I am performing an analysis on data in which there is a hypothesized relationship between X (predictor) and Y (the response) across a broad area, but random (no relationship) within groups of observation due to local mixing in the predictor variable. An interesting analogy could be bowls of chowder in a dining hall, where each bowl has a different number of scallops varying between 10 and 100 (big bowls). A bowl of chowder contains an unknowable number of scallops (really big bowls).
It is a thick chowder, so you can only "sample" it with a large spoon that will take a number of scallops proportional to the total number of scallops in that bowl, on average. You could also taste the chowder on the spoon - with a higher density of scallops leading to a stronger taste. Also, the taste is mixed evenly throughout the bowl. We want to determine the relationship between the number of scallops on a spoon and the taste of the chowder on the spoon (we assume that the taste is determined by the bowl, not the scallops on the spoon). We take several spoons from each bowl (ignore depletion - big bowls). We would like to apply a mixed-model with taste intensity as the predictor (OK flavour concentration), the number of scallops on the spoon the response, and the bowl as the grouping variable for the random effect. Ideally, we would like to define the relationship between taste and number across the whole dining hall. We could easily pool the tastes and counts from each bowl and get the overall relationship - but this does not account for the variation in counts within the bowls. When applying a mixed model the random effect appears to account for all of the count variation and the predictor (taste) is not significant. Is there a better way than "pooling" to get at this relationship within a mixed-model framework?

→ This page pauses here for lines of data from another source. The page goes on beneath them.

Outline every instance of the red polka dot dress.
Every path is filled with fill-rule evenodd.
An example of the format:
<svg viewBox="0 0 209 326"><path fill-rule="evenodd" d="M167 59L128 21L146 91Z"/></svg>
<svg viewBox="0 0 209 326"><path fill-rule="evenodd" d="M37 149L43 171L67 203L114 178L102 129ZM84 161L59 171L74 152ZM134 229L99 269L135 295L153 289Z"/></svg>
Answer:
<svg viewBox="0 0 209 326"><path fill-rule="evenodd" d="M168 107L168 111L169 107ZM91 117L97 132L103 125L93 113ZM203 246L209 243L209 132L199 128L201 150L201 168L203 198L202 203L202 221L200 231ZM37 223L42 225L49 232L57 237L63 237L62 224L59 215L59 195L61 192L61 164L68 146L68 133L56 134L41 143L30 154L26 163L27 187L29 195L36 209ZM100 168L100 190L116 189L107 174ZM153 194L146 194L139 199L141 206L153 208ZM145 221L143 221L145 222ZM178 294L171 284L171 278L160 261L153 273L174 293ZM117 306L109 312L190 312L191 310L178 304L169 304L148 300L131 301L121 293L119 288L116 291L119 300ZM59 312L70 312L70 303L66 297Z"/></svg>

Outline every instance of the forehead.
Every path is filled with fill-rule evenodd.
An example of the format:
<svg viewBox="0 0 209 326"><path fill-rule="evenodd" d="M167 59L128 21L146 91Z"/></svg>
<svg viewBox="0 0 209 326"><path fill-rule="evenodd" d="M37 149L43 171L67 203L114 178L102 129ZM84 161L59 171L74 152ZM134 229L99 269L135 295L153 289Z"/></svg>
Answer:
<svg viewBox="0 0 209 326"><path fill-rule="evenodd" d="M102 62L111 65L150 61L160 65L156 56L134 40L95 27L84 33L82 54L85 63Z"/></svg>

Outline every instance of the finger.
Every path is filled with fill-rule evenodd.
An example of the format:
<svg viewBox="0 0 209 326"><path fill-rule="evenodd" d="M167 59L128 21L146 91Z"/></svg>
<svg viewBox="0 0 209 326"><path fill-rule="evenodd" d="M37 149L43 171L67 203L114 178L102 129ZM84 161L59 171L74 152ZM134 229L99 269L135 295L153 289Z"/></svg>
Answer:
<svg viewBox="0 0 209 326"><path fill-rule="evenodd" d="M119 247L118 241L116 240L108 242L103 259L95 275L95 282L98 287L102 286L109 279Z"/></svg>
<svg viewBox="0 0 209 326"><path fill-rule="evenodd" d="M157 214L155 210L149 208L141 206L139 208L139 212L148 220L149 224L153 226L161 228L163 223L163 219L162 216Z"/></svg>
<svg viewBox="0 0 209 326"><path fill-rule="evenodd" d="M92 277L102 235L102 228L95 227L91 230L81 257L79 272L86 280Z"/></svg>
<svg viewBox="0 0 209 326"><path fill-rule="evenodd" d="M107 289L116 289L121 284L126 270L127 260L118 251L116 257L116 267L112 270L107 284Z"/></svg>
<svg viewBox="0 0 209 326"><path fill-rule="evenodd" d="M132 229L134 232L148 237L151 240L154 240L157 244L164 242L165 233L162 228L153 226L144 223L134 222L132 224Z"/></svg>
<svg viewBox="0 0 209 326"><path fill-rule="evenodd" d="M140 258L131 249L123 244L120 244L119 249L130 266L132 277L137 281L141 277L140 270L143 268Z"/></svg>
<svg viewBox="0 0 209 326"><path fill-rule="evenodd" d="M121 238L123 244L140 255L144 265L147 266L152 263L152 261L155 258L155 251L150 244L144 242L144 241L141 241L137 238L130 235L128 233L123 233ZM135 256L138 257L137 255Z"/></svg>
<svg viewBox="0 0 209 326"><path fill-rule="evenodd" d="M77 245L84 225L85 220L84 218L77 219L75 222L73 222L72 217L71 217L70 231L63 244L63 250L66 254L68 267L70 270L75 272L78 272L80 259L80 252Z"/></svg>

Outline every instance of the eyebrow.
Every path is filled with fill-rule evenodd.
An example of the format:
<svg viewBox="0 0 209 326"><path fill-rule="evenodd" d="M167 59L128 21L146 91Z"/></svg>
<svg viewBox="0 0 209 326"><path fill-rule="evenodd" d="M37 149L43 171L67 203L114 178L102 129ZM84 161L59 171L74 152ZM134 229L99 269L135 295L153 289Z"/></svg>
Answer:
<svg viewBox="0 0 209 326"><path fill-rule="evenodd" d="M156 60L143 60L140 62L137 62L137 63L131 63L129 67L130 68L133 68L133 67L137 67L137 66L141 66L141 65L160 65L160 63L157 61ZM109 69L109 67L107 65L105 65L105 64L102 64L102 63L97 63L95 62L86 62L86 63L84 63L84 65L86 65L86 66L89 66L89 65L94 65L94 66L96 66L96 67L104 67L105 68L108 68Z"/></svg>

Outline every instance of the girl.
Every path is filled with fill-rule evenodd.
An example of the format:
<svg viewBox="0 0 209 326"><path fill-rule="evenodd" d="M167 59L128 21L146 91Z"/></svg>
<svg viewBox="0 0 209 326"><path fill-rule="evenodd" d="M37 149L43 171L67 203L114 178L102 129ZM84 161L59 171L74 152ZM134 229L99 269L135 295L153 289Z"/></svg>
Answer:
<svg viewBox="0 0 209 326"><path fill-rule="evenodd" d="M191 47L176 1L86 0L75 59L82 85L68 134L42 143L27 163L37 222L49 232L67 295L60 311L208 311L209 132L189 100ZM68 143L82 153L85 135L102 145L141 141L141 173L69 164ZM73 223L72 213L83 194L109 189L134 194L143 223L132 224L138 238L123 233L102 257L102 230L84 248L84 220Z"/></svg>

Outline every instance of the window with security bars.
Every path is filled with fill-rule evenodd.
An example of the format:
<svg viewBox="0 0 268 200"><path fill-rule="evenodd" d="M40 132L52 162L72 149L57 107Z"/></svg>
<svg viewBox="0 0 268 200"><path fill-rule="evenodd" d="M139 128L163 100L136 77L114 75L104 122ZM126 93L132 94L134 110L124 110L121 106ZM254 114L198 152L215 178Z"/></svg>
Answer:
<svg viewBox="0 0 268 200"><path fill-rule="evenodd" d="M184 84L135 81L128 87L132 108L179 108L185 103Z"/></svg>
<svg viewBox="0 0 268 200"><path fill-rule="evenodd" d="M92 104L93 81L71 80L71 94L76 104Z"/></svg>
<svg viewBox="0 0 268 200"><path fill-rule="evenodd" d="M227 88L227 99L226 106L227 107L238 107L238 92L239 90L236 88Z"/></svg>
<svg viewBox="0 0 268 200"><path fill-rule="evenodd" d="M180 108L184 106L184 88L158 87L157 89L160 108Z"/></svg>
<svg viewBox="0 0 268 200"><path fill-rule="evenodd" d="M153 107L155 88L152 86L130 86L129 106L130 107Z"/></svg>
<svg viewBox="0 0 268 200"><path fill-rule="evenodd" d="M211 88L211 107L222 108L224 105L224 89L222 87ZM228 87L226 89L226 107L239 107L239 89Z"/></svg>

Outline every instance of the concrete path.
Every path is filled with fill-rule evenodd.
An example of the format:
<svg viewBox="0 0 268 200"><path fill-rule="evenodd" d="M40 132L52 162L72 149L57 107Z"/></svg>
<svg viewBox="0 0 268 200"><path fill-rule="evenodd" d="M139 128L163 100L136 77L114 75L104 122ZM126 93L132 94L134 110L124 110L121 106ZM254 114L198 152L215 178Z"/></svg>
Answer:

A similar question was asked before (What happens when fixed and random effects overlap?) but not answered. I have included a simple simulation to illustrate the issue at the end of this note (sadly I have not included any chowder). Thank you for your considerations.
Cheers, Darren
#
# Fixed and Random effects competition for variance
#
library(mgcv)
# Simulate some data with 8 groups
slope = 1
sY = 1 # variability within grps
sYbar = 0.2 # variability of grp relationship
# The underlying relationship
grpX <- c(1,1,2,2,4,4,6,6) # mean X per group
grpYbar <- slope*grpX + rnorm(length(grpX))*sYbar
plot(grpX,grpYbar)
cor(grpX,grpYbar)^2
# Perform 500 simulations
#
# Simulate 5 responses per group
grp <- c(1,2,3,4,5,6,7,8)
replicate <- c(1,2,3,4,5)
# Values to save in vectors
Xp <- as.numeric(NULL)
Sp <- as.numeric(NULL)
Bx <- as.numeric(NULL)
#
for (dups in 1:500) {
#
simData <- as.data.frame(list(grp=as.numeric(NULL),
replicate=as.numeric(NULL),
X=as.numeric(NULL),
Y=as.numeric(NULL)))
for (i in grp) {
for (j in replicate) {
g <- grp[i]
r <- replicate[j]
X <- grpX[i] + rnorm(1)
Y <- grpYbar[i] + rnorm(1)*sY
simData <- rbind(simData,list(grp=g,
replicate=r,
X=X,
Y=Y))
}
}
#
s1 <- gam(Y ~ X + s(grp, bs = 're'),
data=simData,method="REML")
#
Xp <- c(Xp,summary(s1)$p.table[2,4])
Sp <- c(Sp,summary(s1)$s.table[1,4])
Bx <- c(Bx,summary(s1)$p.table[2,1])
#
}
# Plot significances
par(mfrow=c(2,2))
hist(Xp,main = "Slope p-value")
abline(v=0.05,lty=2,col="red")
hist(Sp,main = "Random Effects p-value")
abline(v=0.05,lty=2,col="red")
plot(Xp,Sp)
hist(Bx)
# Significant slope
sum(Xp<0.05)
# significant RE
sum(Sp<0.05)
# Significant slope(row) by RE(col)
Xsig <- Xp<0.05
Ssig <- Sp<0.05
sigTableData <- as.data.frame(list(Xsig=Xsig,
Ssig=Ssig))
table(sigTableData)